Eight-time world champion bull rider Don Gay, who works as the color commentator for ESPN’s broadcasts of the Xtreme Bulls events, agrees with Tallman.

“I like some of the things our commissioner is doing,” Gay said. “He’s moving ahead. Are we going in the right direction? Who knows. We’ll have to wait and see.”

The network television deal with CBS has the attention of everyone inside the sport — and potential advertisers outside it. The PRCA pays CBS for the air time and then sells advertising to recoup its costs. Still, it’s a major step just getting the attention of one of the major networks.

“CBS won’t just sell time to anybody to create a show,” Rempelos said. “There has to be a rhyme or reason for them to do it. If they’re not having an increase in ratings or holding their own in that time slot, they’re not going to keep a show on the air. In our case, we’re going to have to prove ourselves with viable viewership numbers.”

If those numbers hold up, then one of the networks may offer to take up some of the production costs.

An example is the Arena Football League, which this year ended up splitting costs 50-50 with NBC to air its games.

Gay thinks it will be good to return the sport to network television.

“If we can afford it financially, which obviously our management thinks we can or they wouldn’t have done it, I believe it’s good for all of America to be able to turn it on.”

In past years, rodeo cowboys have had limited exposure to a national audience. ProRodeo Hall of Famer Jim Shoulders used to appear in the Miller Light Beer commercials and six-time world all-around champion Larry Mahan had some successful crossover appeal during the 1970s and ’80s. More recently, bull fighter Joe Baumgartner was featured in a Coors Original advertising campaign that featured other sports legends such as Willie Mays and Hank Aaron.

Many of the cowboys see a bright future ahead.

“I think things are really going in the right direction,” said 41-year-old bareback rider Clint Corey, the 1991 world champion. “I’m not sure that I’ll be around long enough to enjoy the end result of all this, but I think it’s definitely good for the sport.”

Hatchell agreed:

“We still have a lot of work to do, but I think we’re moving in the right direction,” he said.

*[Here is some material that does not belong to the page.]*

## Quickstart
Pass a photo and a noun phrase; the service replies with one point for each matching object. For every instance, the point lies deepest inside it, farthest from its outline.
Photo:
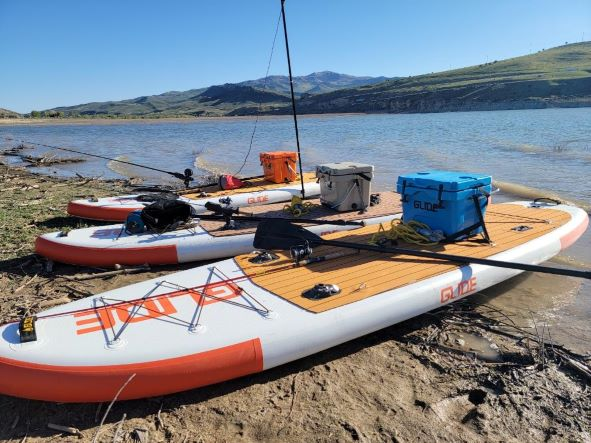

http://www.rgj.com/news/stories/html/2003/06/27/45678.php?sp1=rgj&sp2=News&sp3=Local+News

Sempers,

Roger
:marine:

greensideout
06-29-03, 10:10 PM
Oh yes, love rodeo! Watched the PRCA tonight while waiting for the PBR. The PBR is what we follow. The wife loves the bullriders.
Once when I needed a haircut she looked at me and said---"If you don't get a haircut soon I'll trade you in for a bull rideing cowboy." Wow, after 40yrs?! I got it cut and she loved me again. LOL

The PBR has grown with sponsors and now will award the buckle winning rider at the Los Vegas Finals a 1 million dollar purse.
Rodeo is on the grow again and the sponsors are jumping in. It's the fastest growing spectator sport in America.

The bulls are outstanding and it's really worth a watch.

Just make sure you have a fresh haircut.